Given that our model is very simple, has a lot of parameters, and admits simple gradients, it is very natural to opt for HMC to explore the posterior distributions of interest.
First run
Let’s run HMC to sample from the posterior distribution of the first model:
no SNR cut (use the full data set) with the correct likelihood function (with no SNR cut).
And check that the results make sense
Interpretation
We see from the first panel that indeed the recover a nice posterior distribution for \(\alpha\) (with the \(\{ x_i \}\)s all marginalized out) capturing the true value.
The other panels show that the \(\{ x_i \}\) are also recover, and how the uncertainties significantly shrinkage around the true value, compared to the original likelihood \(p(y_i\vert x_i)\). All we have done is connecting them via the population model \(p(x\vert \alpha)\) and simultaneously infer all the parameters. This is a nice example of the typical Bayesian Shrinkage (tm) of uncertainties in hierarchical models.
Second and third runs
Let us now run the sampler on the subset of objects passing the SNR cut.
We will first do a run with the standard likelihood function ignoring selection effects.
We will then do an other run with the correct, selection-corrected likelihood function.
Interpretation
We see that indeed, running the standard likelihood on the SNR-selected objects leads to biased answers for \(\alpha\)!
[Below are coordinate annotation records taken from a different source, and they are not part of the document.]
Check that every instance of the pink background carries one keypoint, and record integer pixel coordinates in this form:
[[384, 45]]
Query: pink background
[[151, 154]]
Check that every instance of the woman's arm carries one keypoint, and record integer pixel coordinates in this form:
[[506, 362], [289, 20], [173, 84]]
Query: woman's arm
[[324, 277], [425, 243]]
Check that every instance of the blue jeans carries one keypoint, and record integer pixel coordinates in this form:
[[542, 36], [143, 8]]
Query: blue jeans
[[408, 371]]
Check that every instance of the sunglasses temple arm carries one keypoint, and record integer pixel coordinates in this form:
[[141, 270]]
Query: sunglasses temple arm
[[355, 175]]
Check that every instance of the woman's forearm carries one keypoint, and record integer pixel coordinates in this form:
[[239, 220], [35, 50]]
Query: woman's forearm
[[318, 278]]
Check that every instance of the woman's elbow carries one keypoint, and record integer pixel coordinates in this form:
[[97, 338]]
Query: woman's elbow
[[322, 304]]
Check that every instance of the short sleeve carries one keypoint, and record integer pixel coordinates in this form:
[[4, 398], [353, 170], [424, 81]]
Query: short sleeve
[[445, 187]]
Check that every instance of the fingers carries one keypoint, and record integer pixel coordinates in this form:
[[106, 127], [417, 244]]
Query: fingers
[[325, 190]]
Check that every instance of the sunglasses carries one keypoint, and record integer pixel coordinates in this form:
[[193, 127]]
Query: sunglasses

This gets fixed when using the correct likelihood function, which is aware of the SNR cut and attempts to correct it.
Of course, this process has its limits. Here we have used enough data and our knowledge of the selection effect.
Conclusion
If you’ve applied cuts to your data, then you most likely have to modify the likelihood function involved in the parameter inference! This might require some math, but it will mitigate the bias arising from using an incorrect likelihood function.